I wonder too, my mares have access to free choice minerals, but my 2 year old will sometimes eat poo. She roots through and only eats certain ones, I think its because she is board. Its usually between hay feedings. My girls are dry lotted most of the time so maybe that has something to do with it. My older mare doesnt seem to do it.
 
I'd be getting a tube of probios. She may feel her gut is lacking something?
 
Whatever we wish to feed and however we choose to feed it, a horse come preprogrammed to eat 22 o/o 24 hours a day.

When you do not allow this to happen they eat whatever there is to hand.

It is not necessarily out of hunger- although this is a very relative term as a horse is basically ALWAYS hungry, they are supposed to be digesting long stem fibre pretty much all the time.

If you take away the poop she will find something else to eat.

Horses are grazers, dry lots are foreign to them.

I realise some do not have a choice but, if you do, put her out to graze and the problem will cease.

Even my show horses go out for five hours a day- I just keep the grass short, but they are grazing - their stomachs only kick up when their heads are messed with- it is a totally psychological thing.
 
Could be mineral diffiency, boredom or if you feed oats or sweet feed with oats, undigested and stll yummy oats...
 
One of the treatments I discovered for the gut bug was feeding (hold onto your hat) manure tea from a HEALTHY horse it puts good bacteria back into the gut, horses will do this on their own if they run in a herd.
 
I think more often than not it is due to boredom. Especially when it occurs on horses that are stalled or dry lotted and not able to have free choice hay. My draft cross eats her poop. Most of the time she does it right after she has finished her hay. She has to kept on a diet or she would be grossly overweight. It is hard to find grass hay where I am at so she gets mostly alfalfa. So unfortunately her time spent eating is cut shorter than I would like. She does it less when I am able to turn her out into the pasture daily, even though there is little grass in the pasture, she can at least keep her head down and pick away.

My mini mare is in the same boat, but she doesn't eat as much poo. Possibly because since she eats less overall I can give her more grass hay which increases her chewing time.
 
I have seen other horses do this when their diet consists mainly of pellets or they are not getting enough fiber also! Which could also mean a lack of minerals or vitamins that they would normally get from that source.
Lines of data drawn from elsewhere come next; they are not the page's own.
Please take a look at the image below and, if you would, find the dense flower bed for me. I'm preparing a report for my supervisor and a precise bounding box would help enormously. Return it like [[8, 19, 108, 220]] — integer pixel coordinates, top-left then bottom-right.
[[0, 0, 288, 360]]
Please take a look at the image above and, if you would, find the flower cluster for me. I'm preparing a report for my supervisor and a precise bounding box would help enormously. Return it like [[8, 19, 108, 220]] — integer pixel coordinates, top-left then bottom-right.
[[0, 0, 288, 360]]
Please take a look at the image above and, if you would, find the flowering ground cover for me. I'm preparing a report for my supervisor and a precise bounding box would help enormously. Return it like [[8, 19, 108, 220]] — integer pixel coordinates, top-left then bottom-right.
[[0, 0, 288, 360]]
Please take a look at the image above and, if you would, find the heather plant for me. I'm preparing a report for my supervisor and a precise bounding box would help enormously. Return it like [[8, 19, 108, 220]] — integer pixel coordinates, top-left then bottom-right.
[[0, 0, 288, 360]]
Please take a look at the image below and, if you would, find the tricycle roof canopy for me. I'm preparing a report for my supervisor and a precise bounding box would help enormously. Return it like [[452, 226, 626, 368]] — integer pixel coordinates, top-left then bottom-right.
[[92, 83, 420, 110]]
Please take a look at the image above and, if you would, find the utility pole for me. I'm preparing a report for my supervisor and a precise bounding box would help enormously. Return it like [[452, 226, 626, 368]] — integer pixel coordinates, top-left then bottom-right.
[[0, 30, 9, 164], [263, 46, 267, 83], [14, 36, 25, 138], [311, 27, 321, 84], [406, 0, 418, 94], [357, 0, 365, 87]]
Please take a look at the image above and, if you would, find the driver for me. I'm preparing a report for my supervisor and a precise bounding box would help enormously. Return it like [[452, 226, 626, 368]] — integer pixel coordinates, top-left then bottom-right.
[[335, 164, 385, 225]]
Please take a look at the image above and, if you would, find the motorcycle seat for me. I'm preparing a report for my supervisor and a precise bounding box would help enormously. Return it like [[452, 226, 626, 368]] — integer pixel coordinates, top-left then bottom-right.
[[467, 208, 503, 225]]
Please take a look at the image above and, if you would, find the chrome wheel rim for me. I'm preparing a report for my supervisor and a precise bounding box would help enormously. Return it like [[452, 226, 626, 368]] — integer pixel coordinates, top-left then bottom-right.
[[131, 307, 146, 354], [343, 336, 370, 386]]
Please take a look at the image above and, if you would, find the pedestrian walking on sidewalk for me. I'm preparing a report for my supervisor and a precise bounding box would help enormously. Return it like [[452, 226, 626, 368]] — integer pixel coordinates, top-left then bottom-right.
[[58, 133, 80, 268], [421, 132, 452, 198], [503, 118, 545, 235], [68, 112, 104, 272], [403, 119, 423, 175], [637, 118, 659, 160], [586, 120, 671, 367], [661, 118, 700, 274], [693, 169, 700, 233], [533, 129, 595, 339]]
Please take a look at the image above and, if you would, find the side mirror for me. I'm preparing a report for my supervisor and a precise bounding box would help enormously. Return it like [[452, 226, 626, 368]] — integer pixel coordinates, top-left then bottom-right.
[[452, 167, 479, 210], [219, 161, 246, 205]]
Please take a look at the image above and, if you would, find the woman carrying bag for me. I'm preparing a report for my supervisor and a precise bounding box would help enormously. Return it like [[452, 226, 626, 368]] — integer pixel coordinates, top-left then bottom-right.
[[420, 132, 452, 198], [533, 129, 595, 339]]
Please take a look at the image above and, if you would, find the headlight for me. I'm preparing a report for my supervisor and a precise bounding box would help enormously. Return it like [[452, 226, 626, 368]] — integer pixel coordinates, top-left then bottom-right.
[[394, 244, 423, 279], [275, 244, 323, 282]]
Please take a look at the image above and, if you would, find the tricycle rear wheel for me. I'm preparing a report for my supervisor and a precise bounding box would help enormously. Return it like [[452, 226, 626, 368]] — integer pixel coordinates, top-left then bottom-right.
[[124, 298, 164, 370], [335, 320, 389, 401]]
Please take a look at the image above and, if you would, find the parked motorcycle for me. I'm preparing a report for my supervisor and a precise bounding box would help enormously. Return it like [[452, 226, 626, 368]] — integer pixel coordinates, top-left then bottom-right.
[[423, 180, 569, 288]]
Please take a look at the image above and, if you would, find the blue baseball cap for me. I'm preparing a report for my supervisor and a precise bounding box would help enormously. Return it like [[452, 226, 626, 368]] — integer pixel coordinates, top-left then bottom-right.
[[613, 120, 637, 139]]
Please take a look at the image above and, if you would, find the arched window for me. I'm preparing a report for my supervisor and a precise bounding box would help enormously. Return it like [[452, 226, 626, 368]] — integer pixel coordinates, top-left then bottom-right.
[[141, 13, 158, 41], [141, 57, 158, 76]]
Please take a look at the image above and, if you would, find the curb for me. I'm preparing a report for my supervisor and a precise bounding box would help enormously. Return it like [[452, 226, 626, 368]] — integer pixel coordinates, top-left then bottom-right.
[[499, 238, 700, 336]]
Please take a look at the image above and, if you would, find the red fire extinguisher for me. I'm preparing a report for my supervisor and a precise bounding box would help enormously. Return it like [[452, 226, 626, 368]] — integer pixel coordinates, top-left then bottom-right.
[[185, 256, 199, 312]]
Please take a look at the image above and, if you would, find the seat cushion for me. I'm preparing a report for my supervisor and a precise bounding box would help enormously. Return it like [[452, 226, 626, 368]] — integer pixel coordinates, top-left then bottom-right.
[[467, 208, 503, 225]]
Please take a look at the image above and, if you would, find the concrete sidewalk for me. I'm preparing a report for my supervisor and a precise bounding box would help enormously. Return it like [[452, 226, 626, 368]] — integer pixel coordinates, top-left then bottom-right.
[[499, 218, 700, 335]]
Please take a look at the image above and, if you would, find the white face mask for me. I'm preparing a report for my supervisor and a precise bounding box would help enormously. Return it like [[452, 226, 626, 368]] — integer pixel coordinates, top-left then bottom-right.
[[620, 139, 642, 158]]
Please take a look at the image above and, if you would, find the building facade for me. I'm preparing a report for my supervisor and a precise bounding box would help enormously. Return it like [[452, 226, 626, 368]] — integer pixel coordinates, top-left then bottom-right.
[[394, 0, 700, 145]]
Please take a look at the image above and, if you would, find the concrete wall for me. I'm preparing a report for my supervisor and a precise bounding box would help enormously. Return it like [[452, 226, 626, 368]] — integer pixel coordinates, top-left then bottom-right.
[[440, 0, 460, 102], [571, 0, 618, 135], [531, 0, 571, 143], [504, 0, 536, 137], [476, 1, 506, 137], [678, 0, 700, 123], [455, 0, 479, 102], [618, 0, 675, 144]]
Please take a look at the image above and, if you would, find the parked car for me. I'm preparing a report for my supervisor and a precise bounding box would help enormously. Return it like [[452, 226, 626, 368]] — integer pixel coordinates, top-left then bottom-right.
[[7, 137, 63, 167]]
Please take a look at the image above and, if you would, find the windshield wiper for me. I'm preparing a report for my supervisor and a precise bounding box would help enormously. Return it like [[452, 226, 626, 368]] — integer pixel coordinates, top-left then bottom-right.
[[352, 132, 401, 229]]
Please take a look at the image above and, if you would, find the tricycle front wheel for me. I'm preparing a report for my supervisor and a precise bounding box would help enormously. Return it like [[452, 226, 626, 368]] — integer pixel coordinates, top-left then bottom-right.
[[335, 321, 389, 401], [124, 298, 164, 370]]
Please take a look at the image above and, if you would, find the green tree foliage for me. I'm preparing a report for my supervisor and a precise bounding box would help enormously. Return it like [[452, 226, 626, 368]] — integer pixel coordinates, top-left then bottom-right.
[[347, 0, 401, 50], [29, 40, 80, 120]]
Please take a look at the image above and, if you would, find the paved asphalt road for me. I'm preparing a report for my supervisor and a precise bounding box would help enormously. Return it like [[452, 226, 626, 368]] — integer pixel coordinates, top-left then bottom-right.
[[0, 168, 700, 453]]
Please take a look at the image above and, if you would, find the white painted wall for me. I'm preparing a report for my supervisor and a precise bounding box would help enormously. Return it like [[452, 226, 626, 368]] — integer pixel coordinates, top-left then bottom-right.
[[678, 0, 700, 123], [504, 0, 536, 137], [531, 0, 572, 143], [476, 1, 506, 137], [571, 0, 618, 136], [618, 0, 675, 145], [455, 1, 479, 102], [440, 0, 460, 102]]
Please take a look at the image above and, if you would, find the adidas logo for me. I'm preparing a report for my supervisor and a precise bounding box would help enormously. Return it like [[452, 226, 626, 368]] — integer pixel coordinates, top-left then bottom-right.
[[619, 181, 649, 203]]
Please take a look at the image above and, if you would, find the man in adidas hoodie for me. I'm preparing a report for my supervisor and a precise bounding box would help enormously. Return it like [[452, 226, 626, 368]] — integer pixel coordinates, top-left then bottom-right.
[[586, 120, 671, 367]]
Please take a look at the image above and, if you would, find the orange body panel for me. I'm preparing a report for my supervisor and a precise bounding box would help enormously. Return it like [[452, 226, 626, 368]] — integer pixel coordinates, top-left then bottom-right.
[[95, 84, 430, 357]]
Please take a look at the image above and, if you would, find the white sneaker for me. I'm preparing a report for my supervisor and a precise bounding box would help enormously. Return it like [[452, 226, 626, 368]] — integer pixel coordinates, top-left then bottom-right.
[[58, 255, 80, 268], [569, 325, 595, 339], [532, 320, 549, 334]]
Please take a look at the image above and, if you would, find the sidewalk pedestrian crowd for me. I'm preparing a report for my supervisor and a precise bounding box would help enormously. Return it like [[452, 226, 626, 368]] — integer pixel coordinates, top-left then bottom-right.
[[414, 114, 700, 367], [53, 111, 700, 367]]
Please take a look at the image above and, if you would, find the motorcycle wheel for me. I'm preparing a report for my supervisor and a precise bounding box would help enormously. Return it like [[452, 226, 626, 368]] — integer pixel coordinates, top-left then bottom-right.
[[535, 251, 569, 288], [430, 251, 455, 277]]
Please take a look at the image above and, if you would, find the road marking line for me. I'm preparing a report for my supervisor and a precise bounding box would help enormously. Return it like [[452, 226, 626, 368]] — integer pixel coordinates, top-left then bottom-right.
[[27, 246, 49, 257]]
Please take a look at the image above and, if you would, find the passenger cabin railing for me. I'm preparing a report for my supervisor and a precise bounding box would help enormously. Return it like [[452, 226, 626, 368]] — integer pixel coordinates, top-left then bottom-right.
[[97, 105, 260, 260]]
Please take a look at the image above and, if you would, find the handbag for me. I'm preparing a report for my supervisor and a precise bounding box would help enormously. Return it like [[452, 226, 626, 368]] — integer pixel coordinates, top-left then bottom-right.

As someone stated, horses are grazing animals, and they are designed to eat off and on all the time. Lack of fiber, boredom, etc... can cause this. This is one reason I hate seeing horses (of any size) being fed just pellets or concentrated feeds.
 
My QH mare did this quite a bit last winter, and I was totally perplexed. She was (and still is) on 6 acres of pasture, and was splitting a bale of hay a day with 2 other horses, so always had something to eat. She has always had access to a mineral block and plenty of water. She would only eat the manure of the dominant mare in the pasture, and would eat up almost every pile the mare made (but ignored her own manure and that of the weanling filly). I put her on Accel, which contains minerals, vitamins, and probiotics, and she stopped within a few days. She has only done it once or twice since then, and each time when I forget to give her Accel. I really think my mare had some sort of intestinal pain/imbalance (but not to the level of colic), and the Accel took care of it. Just a thought.